Aparte de ese despliegue de seguridad sin precedentes para una investidura presidencial, la jornada de este miércoles contrastará con otras por la ausencia de público en el National Mall, la enorme explanada que se prolonga desde el Capitolio hasta el monumento a Lincoln.

Para representar a los estadounidenses que, de no ser por la pandemia, se habrían alejado a Washington para poder ver la investidura, los organizadores han dispuesto a lo largo de esa explanada 191.500 banderas de distintas tamaños y tipos, alumbradas por 56 pilares de luz que representan a los estados y territorios del país.

Los convidados

Solo unos 1.000 invitados podrán presenciar el alegato de Biden en persona desde la escalinata oeste del Capitolio, frente a los 200.000 que solían ocupar los asientos de honor durante ceremonias anteriores.
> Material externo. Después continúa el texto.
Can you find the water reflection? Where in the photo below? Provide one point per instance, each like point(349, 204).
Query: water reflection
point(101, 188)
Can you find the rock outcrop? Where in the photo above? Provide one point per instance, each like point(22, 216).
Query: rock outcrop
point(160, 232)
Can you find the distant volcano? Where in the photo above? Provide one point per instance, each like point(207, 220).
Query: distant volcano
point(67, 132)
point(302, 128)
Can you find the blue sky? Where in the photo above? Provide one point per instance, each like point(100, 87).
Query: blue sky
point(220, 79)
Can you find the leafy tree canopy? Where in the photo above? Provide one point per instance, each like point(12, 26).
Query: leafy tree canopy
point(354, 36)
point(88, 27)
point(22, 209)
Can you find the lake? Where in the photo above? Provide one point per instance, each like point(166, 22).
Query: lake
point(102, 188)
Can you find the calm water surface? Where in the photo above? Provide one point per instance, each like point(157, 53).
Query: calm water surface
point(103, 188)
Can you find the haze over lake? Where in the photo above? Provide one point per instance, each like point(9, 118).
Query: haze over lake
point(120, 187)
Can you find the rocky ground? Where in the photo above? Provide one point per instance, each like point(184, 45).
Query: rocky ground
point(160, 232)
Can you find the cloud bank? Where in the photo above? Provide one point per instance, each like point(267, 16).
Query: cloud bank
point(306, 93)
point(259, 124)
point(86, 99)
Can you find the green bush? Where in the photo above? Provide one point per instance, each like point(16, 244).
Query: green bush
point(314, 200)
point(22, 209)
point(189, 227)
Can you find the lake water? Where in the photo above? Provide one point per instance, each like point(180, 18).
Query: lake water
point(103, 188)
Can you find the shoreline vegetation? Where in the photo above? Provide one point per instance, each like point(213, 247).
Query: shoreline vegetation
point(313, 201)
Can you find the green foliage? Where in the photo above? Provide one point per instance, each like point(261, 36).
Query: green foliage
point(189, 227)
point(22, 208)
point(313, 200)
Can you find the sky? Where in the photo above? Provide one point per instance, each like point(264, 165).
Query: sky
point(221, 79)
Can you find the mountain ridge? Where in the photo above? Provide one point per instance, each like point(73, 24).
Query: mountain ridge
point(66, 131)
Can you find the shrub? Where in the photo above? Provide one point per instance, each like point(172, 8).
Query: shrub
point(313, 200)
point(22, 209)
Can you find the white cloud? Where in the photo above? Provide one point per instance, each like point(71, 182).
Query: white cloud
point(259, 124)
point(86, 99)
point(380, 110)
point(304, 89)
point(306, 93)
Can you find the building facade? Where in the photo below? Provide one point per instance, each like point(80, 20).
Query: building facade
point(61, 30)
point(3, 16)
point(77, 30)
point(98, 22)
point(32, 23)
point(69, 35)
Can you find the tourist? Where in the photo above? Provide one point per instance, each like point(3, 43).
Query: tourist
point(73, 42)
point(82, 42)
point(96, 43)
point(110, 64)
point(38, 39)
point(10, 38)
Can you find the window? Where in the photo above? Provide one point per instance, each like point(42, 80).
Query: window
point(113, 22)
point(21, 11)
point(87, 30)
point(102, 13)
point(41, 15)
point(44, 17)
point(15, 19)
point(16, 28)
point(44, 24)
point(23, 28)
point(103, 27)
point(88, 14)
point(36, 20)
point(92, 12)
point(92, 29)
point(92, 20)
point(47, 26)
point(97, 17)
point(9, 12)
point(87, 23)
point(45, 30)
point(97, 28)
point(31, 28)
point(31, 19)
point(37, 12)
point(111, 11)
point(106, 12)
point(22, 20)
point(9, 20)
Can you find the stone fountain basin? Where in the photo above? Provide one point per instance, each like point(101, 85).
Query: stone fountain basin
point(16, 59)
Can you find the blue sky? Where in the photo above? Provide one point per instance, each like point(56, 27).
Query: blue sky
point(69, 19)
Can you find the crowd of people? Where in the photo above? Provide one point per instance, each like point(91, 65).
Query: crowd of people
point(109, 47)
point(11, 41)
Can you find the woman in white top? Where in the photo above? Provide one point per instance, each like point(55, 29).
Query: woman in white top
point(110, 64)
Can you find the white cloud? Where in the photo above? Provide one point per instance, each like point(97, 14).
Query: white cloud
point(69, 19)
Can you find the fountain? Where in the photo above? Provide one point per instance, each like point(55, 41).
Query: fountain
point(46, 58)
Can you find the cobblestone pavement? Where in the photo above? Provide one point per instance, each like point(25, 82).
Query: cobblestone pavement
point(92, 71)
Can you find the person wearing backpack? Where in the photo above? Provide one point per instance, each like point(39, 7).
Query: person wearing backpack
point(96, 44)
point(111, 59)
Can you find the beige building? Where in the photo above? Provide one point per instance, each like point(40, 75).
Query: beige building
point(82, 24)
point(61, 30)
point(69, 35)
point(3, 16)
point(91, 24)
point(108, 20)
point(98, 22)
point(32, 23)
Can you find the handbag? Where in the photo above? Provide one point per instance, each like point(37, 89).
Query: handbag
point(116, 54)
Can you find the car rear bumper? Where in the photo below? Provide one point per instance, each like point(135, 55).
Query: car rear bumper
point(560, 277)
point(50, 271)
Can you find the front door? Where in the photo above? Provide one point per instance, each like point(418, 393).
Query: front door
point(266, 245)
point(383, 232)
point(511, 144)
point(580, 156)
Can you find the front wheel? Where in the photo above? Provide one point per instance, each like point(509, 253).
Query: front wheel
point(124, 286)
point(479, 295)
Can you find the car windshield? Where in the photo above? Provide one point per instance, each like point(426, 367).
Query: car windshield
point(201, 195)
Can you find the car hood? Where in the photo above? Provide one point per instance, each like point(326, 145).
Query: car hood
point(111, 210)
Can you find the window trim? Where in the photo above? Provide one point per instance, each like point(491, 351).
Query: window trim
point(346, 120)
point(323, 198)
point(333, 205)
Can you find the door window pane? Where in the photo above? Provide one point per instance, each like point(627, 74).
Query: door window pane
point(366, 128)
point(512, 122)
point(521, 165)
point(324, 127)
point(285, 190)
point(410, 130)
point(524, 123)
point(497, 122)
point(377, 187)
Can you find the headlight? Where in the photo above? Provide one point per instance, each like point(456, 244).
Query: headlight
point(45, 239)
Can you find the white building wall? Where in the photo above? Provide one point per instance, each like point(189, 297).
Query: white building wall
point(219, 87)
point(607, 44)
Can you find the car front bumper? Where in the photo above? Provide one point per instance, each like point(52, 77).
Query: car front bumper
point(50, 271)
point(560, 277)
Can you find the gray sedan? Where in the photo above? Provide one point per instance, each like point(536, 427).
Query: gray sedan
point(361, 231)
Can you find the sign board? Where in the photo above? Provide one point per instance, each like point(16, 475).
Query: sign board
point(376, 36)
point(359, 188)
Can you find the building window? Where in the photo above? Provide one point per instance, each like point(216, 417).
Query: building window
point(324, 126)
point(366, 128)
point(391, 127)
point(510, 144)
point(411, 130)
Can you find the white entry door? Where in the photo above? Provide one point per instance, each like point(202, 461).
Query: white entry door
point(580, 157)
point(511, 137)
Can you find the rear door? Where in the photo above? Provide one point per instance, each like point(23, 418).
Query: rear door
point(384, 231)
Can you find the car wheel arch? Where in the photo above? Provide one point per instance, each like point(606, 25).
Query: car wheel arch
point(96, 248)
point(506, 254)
La mayor parte son legisladores estadounidenses, aunque asimismo van a estar los expresidentes Barack Obama (2009-2017), George W. Bush (2001-2009) y Bill Clinton (1993-2001), con sus respectivas esposas, Michelle Obama, Laura Bush y Hillary Clinton.

El vicepresidente saliente, Mike Pence, asistirá también a la ceremonia, a la inversa que Donald Trump, quien va a ser el primer gobernante en 152 años que no asiste a la investidura de su sustituto, y ya va a estar en Florida para cuando Biden jure su cargo a las 12.00 del miércoles (las seis de la tarde en la España peninsular).

¿Cómo será su discurso?

El discurso de investidura de Biden durará entre 20 y 30 minutos, más que los 16 que duró el de Trump hace 4 años, y tendrá un tono optimista, según su equipo.

“El alegato está estructurado en torno al tema de la unidad”, ha dicho a Efe este martes uno de sus asesores, que solicitó el anonimato. “Le tenderá la mano a todos y cada uno de los estadounidenses y pedirá a cada ciudadano que forme parte del intento de llevar a cabo frente a los retos extraordinarios que enfrentamos”, añadió.

La fuente reconoció que ese llamado a la unidad se genera “en un momento de crisis sin precedentes”, no solo por la pandemia, sino más bien gracias a la desconfianza en las instituciones y en el resultado de las selecciones que ha sembrado Trump.

La gran brecha

El 70 % de los estadounidenses que se declaran afines al partido republicano sigue sin pensar que Biden fuera elegido de manera legítima, según una reciente encuesta del diario The Washington Post y la cadena A.C.News.

Eso revela la magnitud del reto que encara Biden, que comenzará además de esto su orden justo cuando está a puntito de comenzar un juicio político contra Trump por su responsabilidad en el asalto al Capitolio.

Por otro lado, el mandatario electo llegará al poder con una agenda ambiciosa, y en su primer día en el poder ya tiene planeado enviar un proyecto de reforma migratoria al Congreso y ordenar el regreso de Estados Unidos al Acuerdo de París sobre el clima, entre otras medidas.